I have long felt that solving complex problems requires complex code, but a well designed program can spread a little of this complexity as a thinner layer rather than having a great clump of it in one place. some languages can encourage this practice - OO is the obvious example of this, but it is not a requirement. I still remember the versatec printer driver written in beautiful FORTRAN 4 (yes it can be done).
> On 2 Sep 2016, at 01:11, Mary Ann Horton <mah at mhorton.net> wrote:
> Of course it's possible to write terrible programs in powerful languages!
> How else could we have the wonders of the International Obfuscated C Code Contest?
>> On 09/01/2016 02:47 PM, Tim Bradshaw wrote:
>>> On 1 Sep 2016, at 10:17, Norman Wilson <norman at oclsc.org> wrote:
>>> Axiom, for 35 years my favourite one-liner about
>>> programming and languages:
>>> There does not now, nor will there ever, exist a
>>> programming language in which it is the least bit
>>> hard to write bad programs.
>> I think this is almost trivially true (in the same sense that, say, general relativity is almost trivially true once you see it): if there are complicated problems to solve, then programming languages are either powerful enough to represent the solution or they can't solve the problem. If they are powerful enough then that power can be used to write horrid programs, if they're not then they die out, at least as general-purpose languages.
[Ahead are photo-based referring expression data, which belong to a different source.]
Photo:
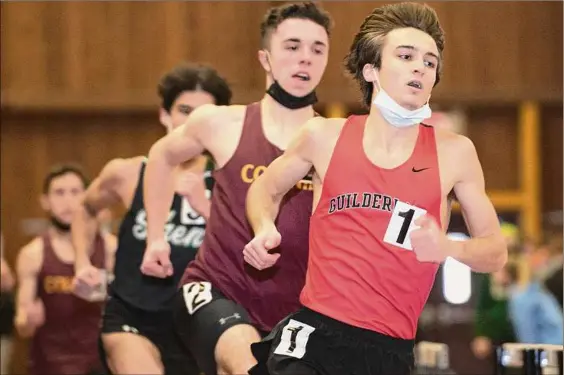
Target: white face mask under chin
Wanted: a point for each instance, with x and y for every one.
(397, 115)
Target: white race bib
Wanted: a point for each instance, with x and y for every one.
(402, 224)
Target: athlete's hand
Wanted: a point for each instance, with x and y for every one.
(256, 252)
(428, 241)
(86, 280)
(191, 185)
(156, 260)
(36, 313)
(28, 319)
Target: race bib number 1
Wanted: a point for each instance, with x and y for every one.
(402, 224)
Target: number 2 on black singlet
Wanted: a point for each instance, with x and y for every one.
(407, 218)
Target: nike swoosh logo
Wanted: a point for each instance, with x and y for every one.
(418, 170)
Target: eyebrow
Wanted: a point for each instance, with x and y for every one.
(185, 106)
(416, 49)
(296, 40)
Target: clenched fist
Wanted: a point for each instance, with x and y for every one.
(156, 261)
(256, 252)
(429, 243)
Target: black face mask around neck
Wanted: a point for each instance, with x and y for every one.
(59, 225)
(288, 100)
>> To turn my earlier comment around, Lisp is a fantastic example of this: modern Lisps (really, Scheme) mandate tail-call elimination as part of the language, which is clearly this lovely pure thing to do which can only make programs better. Well, in a language with tail-call elimination, some (but, of course, not all) function calls can be treated as gotos which pass arguments, and isn't goto meant to be bad? So now add full continuations and any half-educated person like me can write the sort of tiny opaque horror which it would take someone really deep understanding to write in C, say.
>> That being said (and note I *like* C, a lot), what proportion of security problems are undetected buffer overflows? Less than it used to be, I hope.